Jim Henry - A lifetime's odyssey
RAF Career
Jim joined the RAF as a Squadron Leader just after the war. He served in parts of Africa and several places in the Middle East. When he retired in the 1970s, he’d reached the rank of Group Captain.
RAF Career
Keeping in Touch with Family While Away
During the fifties and sixties Jim’s foreign postings included Bulawayo in Southern Rhodesia (as it was then, Zimbabwe now), Aden, and Episkopi in Cyprus.
He also had to travel to many other places, like Istanbul and Ankara in Turkey, Addis Ababa, Asmara and Meshed in Iran. His children loved hearing stories about how even when luggage was well wrapped up, that travelling in the desert meant that everything was filled with sand.
He knew Tehran quite well and was able to point out later that when the Iranian authorities named what seemed like an out- of- the- way street “Bobby Sands Street” it was where staff drove their cars into the British Embassy.

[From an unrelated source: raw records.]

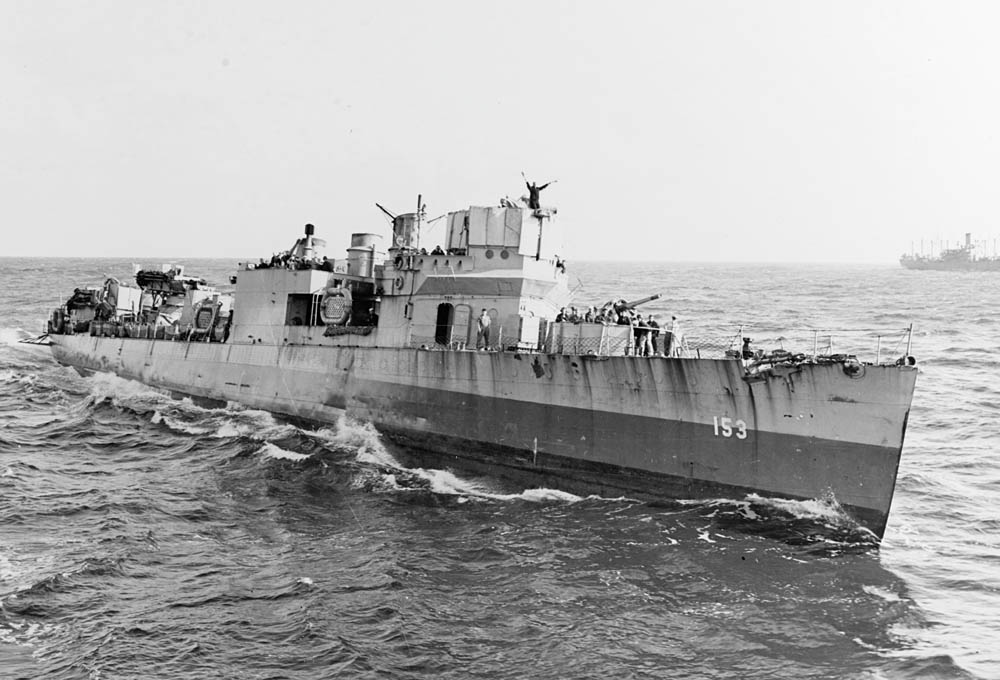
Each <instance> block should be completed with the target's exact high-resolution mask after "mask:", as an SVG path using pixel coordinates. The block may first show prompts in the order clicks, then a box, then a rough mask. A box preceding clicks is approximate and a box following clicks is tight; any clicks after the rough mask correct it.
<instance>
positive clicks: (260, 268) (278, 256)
mask: <svg viewBox="0 0 1000 680" xmlns="http://www.w3.org/2000/svg"><path fill="white" fill-rule="evenodd" d="M247 268H248V269H320V270H322V271H327V272H332V271H333V260H331V259H329V258H328V257H327V256H326V255H324V256H323V257H322V258H319V257H310V258H304V257H299V256H298V255H295V254H294V253H292V252H290V251H287V250H286V251H285V252H283V253H275V254H274V255H272V256H271V259H270V260H265V259H264V258H260V262H257V263H253V262H251V263H249V264H248V265H247Z"/></svg>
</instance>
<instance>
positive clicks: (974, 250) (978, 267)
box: [899, 233, 1000, 271]
mask: <svg viewBox="0 0 1000 680" xmlns="http://www.w3.org/2000/svg"><path fill="white" fill-rule="evenodd" d="M899 263H900V264H901V265H903V266H904V267H906V268H907V269H937V270H945V271H1000V257H996V256H993V257H986V256H982V255H978V254H977V253H976V247H975V245H973V243H972V234H971V233H966V235H965V245H963V246H959V247H958V248H948V249H946V250H942V251H941V253H940V254H939V255H938V256H936V257H934V256H927V255H916V254H912V255H903V256H902V257H900V258H899Z"/></svg>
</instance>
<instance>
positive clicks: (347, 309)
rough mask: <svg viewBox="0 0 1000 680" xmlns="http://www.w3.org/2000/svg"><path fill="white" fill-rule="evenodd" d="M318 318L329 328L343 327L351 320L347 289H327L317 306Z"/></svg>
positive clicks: (348, 297)
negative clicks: (319, 303)
mask: <svg viewBox="0 0 1000 680" xmlns="http://www.w3.org/2000/svg"><path fill="white" fill-rule="evenodd" d="M319 317H320V318H321V319H322V320H323V323H325V324H327V325H330V326H343V325H344V324H346V323H347V321H348V320H349V319H350V318H351V291H350V289H349V288H332V287H331V288H327V289H326V290H325V291H323V299H322V300H321V301H320V304H319Z"/></svg>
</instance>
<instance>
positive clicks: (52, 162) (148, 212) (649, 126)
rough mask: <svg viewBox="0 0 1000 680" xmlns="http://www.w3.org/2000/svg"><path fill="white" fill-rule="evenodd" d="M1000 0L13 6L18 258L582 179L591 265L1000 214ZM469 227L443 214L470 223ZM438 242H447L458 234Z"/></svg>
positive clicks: (582, 225)
mask: <svg viewBox="0 0 1000 680" xmlns="http://www.w3.org/2000/svg"><path fill="white" fill-rule="evenodd" d="M998 19H1000V4H997V3H990V2H984V3H972V2H961V3H952V2H943V1H942V2H935V3H928V2H912V1H907V2H894V3H890V2H876V3H873V2H823V3H820V2H801V1H798V0H796V1H790V2H745V1H740V2H706V1H703V0H698V1H691V2H653V1H649V2H631V3H611V2H597V1H576V2H545V1H541V0H536V1H534V2H524V3H521V2H507V1H505V2H496V3H489V4H487V3H481V2H429V1H427V0H422V1H421V2H412V1H408V2H351V3H348V2H333V1H325V2H280V3H279V2H254V1H253V0H241V1H239V2H213V1H210V0H196V1H184V2H178V1H169V2H166V1H157V2H152V1H148V0H128V1H124V0H123V1H121V2H101V1H97V0H87V1H86V2H79V1H73V2H51V1H41V2H40V1H38V0H28V1H24V2H21V1H15V0H0V158H2V162H0V255H46V254H52V255H59V256H64V255H87V256H104V255H106V256H128V257H136V258H141V257H148V258H157V257H167V256H170V257H191V256H198V255H201V256H212V257H233V258H235V259H239V258H241V257H259V256H265V255H269V254H270V253H272V252H274V251H275V250H279V249H284V248H287V247H288V246H289V245H290V244H291V243H292V242H293V241H294V239H295V238H296V237H297V236H298V235H299V233H300V232H301V229H302V225H303V224H305V223H306V222H312V223H314V224H315V225H316V226H317V232H318V235H320V236H322V237H325V238H327V239H328V241H329V244H330V253H331V254H332V255H335V256H338V257H342V256H343V252H342V249H343V248H346V247H347V246H348V245H349V244H348V238H349V235H350V233H351V232H357V231H375V232H385V233H387V230H388V225H387V222H386V220H385V219H384V218H383V216H382V214H381V213H380V212H379V210H378V209H377V208H376V207H375V202H376V201H378V202H379V203H381V204H382V205H384V206H386V207H387V208H389V209H390V210H393V211H395V212H405V211H407V210H410V209H412V207H413V206H414V205H415V203H416V197H417V194H418V193H421V194H423V196H424V200H425V201H426V203H427V204H428V206H429V207H428V211H429V214H430V215H431V216H435V215H437V214H440V213H444V212H447V211H450V210H456V209H461V208H463V207H466V206H468V205H469V204H474V205H492V204H495V202H496V201H497V200H498V199H499V198H500V197H501V196H504V195H509V196H511V197H515V196H520V195H521V194H522V193H523V192H524V185H523V183H522V181H521V176H520V172H521V171H522V170H523V171H524V172H525V173H527V174H528V176H529V177H530V178H532V179H536V180H537V181H539V182H544V181H549V180H553V179H557V180H558V183H557V184H555V185H554V186H552V187H550V188H548V189H546V190H545V192H543V194H542V198H543V203H547V204H552V205H556V206H558V208H559V219H560V220H561V221H562V222H563V224H564V226H565V227H567V229H568V231H569V233H570V234H571V235H572V242H571V243H570V244H568V246H567V248H566V256H567V257H568V258H569V259H570V260H574V259H576V260H593V259H646V260H650V259H652V260H667V261H670V260H674V261H814V262H824V261H829V262H848V261H859V262H885V263H890V262H893V261H894V260H895V258H897V257H898V256H899V254H900V253H901V252H904V251H909V249H910V244H911V242H912V241H914V240H916V241H917V242H918V243H919V239H921V238H924V239H950V240H952V241H955V240H957V239H959V238H961V237H962V235H963V234H964V232H966V231H971V232H973V233H974V236H975V237H977V238H988V239H990V244H991V248H992V239H993V238H994V237H995V236H996V235H997V233H998V231H1000V229H998V228H997V225H998V223H1000V215H998V201H1000V191H998V186H1000V173H998V165H1000V143H998V138H997V130H998V126H1000V78H998V77H997V68H998V66H1000V39H998V38H997V31H998V27H1000V22H998ZM443 223H444V220H442V221H441V222H439V223H437V224H439V225H442V224H443ZM434 238H435V237H434V235H433V233H432V234H430V235H429V239H428V240H425V241H424V242H425V243H426V242H430V241H433V240H434Z"/></svg>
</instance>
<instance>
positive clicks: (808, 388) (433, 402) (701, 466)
mask: <svg viewBox="0 0 1000 680" xmlns="http://www.w3.org/2000/svg"><path fill="white" fill-rule="evenodd" d="M418 205H419V202H418ZM380 207H381V206H380ZM383 210H384V209H383ZM386 212H388V211H386ZM390 217H392V219H393V231H392V242H391V245H390V247H389V248H388V253H385V252H382V251H381V249H380V246H379V243H380V239H381V236H379V235H377V234H369V233H358V234H354V236H353V238H352V240H351V247H350V248H349V249H348V251H347V252H348V257H347V259H346V260H330V259H328V258H326V257H321V254H320V251H319V248H320V247H321V245H322V242H321V241H320V240H319V239H316V238H314V237H313V228H312V225H307V229H306V233H305V236H304V237H303V238H300V239H299V240H298V241H297V242H296V244H295V246H294V247H293V248H292V249H291V250H290V251H288V252H285V253H283V254H281V255H276V256H275V257H273V258H272V259H271V261H269V262H265V261H263V260H262V261H261V262H259V263H255V264H249V263H248V264H245V265H243V267H242V269H241V270H240V271H239V272H238V273H237V275H236V276H234V277H233V282H234V283H235V293H234V294H228V293H223V292H221V291H219V290H216V289H214V288H212V287H210V286H207V285H206V282H205V281H204V280H203V279H200V278H197V277H191V276H186V275H185V274H184V272H183V269H181V268H180V267H164V269H163V271H153V270H145V271H140V272H138V275H137V277H136V283H137V284H138V285H137V286H132V285H128V284H127V283H124V282H120V281H118V280H116V279H109V280H107V281H106V282H105V284H104V286H103V287H93V288H78V289H77V290H76V291H75V292H74V293H73V296H72V297H71V298H70V299H69V300H68V301H67V302H66V304H64V305H62V306H61V307H60V308H59V309H57V310H55V311H54V312H53V315H52V319H51V320H50V322H49V334H48V341H49V343H50V344H51V346H52V351H53V353H54V354H55V357H56V359H57V360H58V361H59V362H61V363H63V364H66V365H68V366H72V367H74V368H76V369H77V370H79V371H80V372H81V373H85V374H86V373H90V372H93V371H108V372H112V373H116V374H118V375H120V376H123V377H126V378H131V379H134V380H139V381H141V382H143V383H146V384H149V385H154V386H156V387H160V388H163V389H166V390H170V391H171V392H173V393H175V394H179V395H190V396H192V397H194V398H196V399H204V400H208V401H209V402H226V401H233V402H239V403H242V404H246V405H248V406H251V407H256V408H262V409H267V410H270V411H273V412H276V413H280V414H285V415H288V416H293V417H296V418H300V419H302V420H307V421H312V422H316V423H335V422H337V420H338V418H339V417H340V415H341V414H344V413H345V412H346V414H347V415H348V416H351V417H354V418H357V419H361V420H365V421H369V422H371V423H373V424H374V425H375V426H376V427H377V428H378V429H379V430H380V431H381V432H382V433H383V434H384V435H386V436H388V437H390V438H392V439H395V440H397V441H399V442H401V443H403V444H406V445H409V446H411V447H416V448H418V449H425V450H427V451H429V452H435V453H438V454H444V455H446V456H447V457H448V458H449V459H450V460H453V461H455V462H456V463H459V461H464V462H465V463H466V464H470V463H473V464H474V463H478V464H479V466H484V467H485V468H486V469H487V470H488V471H489V472H490V473H493V474H498V475H500V476H505V475H506V474H512V473H515V472H516V473H530V474H531V475H532V476H533V477H535V478H537V479H538V480H539V481H540V483H543V484H546V485H552V486H564V484H565V486H566V487H568V488H569V489H570V490H581V489H583V490H588V491H590V492H593V493H604V494H611V495H613V496H618V495H622V494H628V495H632V496H639V497H654V498H655V497H663V496H673V497H682V498H706V497H708V498H714V497H730V498H733V497H735V498H741V497H743V496H745V495H746V494H750V493H756V494H762V495H765V496H771V497H782V498H797V499H811V498H825V497H829V496H832V497H833V498H835V499H836V500H837V501H838V502H839V503H840V505H841V506H842V507H843V508H844V509H845V510H846V511H847V512H848V513H850V514H851V515H853V516H854V517H855V518H856V519H857V520H858V522H860V523H861V524H863V525H864V526H867V527H868V528H869V529H871V531H873V532H874V533H875V534H876V535H878V536H879V537H881V536H882V533H883V531H884V529H885V525H886V519H887V517H888V514H889V506H890V503H891V501H892V495H893V489H894V487H895V483H896V471H897V467H898V464H899V458H900V451H901V449H902V446H903V435H904V433H905V431H906V422H907V417H908V415H909V412H910V402H911V398H912V396H913V389H914V383H915V380H916V376H917V369H916V366H915V365H914V364H915V361H914V359H913V358H912V356H910V355H909V343H908V342H907V351H906V353H905V354H904V355H903V356H901V357H898V359H897V358H896V357H893V358H891V359H890V360H889V361H886V362H882V361H879V359H878V357H876V360H875V361H874V362H863V361H859V360H858V359H857V358H856V357H855V356H852V355H846V354H828V355H823V354H822V353H819V352H817V351H816V349H815V348H814V349H813V352H811V353H803V354H792V353H791V352H788V351H777V350H775V351H772V352H764V351H761V350H758V351H753V350H751V349H750V348H749V343H750V340H749V338H744V339H743V340H742V342H743V346H742V347H740V346H739V344H737V345H736V347H734V348H732V349H730V350H729V351H726V352H725V353H724V354H720V356H718V357H713V358H708V357H702V356H701V355H700V353H699V352H692V351H690V350H688V349H687V347H686V346H685V345H684V343H683V342H680V341H678V339H679V337H680V335H679V333H678V332H677V331H676V329H671V330H670V331H668V330H667V329H663V330H662V331H661V338H662V340H663V341H664V346H663V348H662V350H658V349H657V348H656V346H654V347H653V350H652V352H649V351H643V349H642V348H641V347H640V345H639V344H638V343H636V342H635V338H637V337H640V335H639V334H641V333H643V332H645V331H649V328H646V329H645V331H644V330H643V328H642V327H640V325H639V323H644V322H638V321H636V319H637V317H634V316H633V314H632V312H631V311H630V310H632V309H634V307H635V306H636V305H638V304H642V303H643V302H645V301H647V300H649V299H653V298H645V299H643V300H637V301H633V302H626V301H625V300H617V301H612V302H609V303H607V305H605V307H604V308H602V310H601V311H600V312H599V313H598V314H597V315H596V316H594V317H593V318H591V316H590V315H589V313H588V314H587V315H585V316H584V317H583V318H579V317H576V316H575V315H574V314H573V312H572V311H570V312H569V313H568V314H567V313H566V312H565V311H561V310H565V309H567V308H566V305H567V304H569V303H570V302H571V295H572V292H571V290H570V288H569V286H568V285H567V275H566V271H565V264H564V262H563V261H562V260H561V259H560V258H559V256H558V255H557V254H556V253H561V252H563V250H562V245H561V239H560V237H561V230H560V228H559V225H557V223H556V219H555V218H556V211H555V210H554V209H546V208H538V207H536V206H531V205H518V204H513V203H511V202H510V201H504V202H502V204H501V206H500V207H475V206H474V207H470V208H468V209H465V210H459V211H455V212H452V213H449V214H448V215H447V225H448V226H447V228H446V234H447V242H446V246H445V248H443V249H441V248H435V249H434V251H433V252H427V251H426V250H425V249H423V248H420V247H419V246H420V243H419V237H420V225H421V222H422V219H423V210H422V208H421V207H418V210H417V212H416V213H407V214H403V215H392V214H391V213H390ZM654 297H658V296H654ZM762 304H764V303H763V302H762ZM590 309H594V308H590ZM671 331H673V332H671ZM477 350H479V351H477ZM461 466H462V465H461V464H459V467H461Z"/></svg>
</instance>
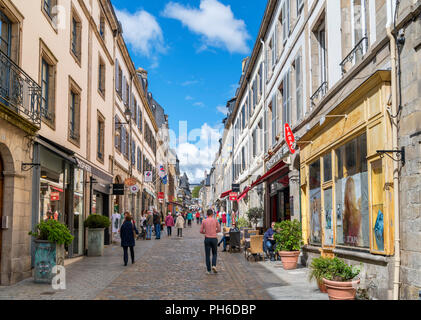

He told of how remote Meshed in Turkey was and how exotic the women seemed in their national dress like something out of the Arabian Nights and how Mt Ararat was where Noah’s ark came to rest after the flood, by tradition.
One of the ways Jim stayed in touch with his children when he was far away was by sending postcards.
One card, obviously sent at the time of his daughter’s First Communion, mentions a Missal which was cherished for many years.
Jim’s son, Edmund, remembers his father telling him a Zulu story about how the chameleon can change its colour and how the black man came to have white palms of the hand and soles of the feet. There was a lake containing all the colours in the world and all you had to do, to change colours, was bathe in the water. The chameleon took so long in the water that he absorbed all the colours and when the Zulu went to the lake, there was only enough water left for the soles of his feet and the palms of his hands.
May also kept in touch with the children by post card. Her interest in history was often evident eg, she mentions on a postcard of Aden’s Main Pass that Cain (brother of Abel) is said to be buried near this spot.
Some people might have found the demands of leaving family behind a real problem and indeed some children might have missed their parents too much but the arrangement suited the Henry family.
One of the few occasions on which May lost her temper in public was when an acquaintance suggested that she didn’t have a real marriage because of all the separations. But one advantage of separation is reunion. When Jim came home it was a bit like Christmas and made up for his absence. On one particular occasion his return really was like Christmas. He came back from Aden with presents galore for everyone; each family menber starting with the oldest (his mother-in-law) had to go into the dining room where he handed out surprises, from car coats to gold watches.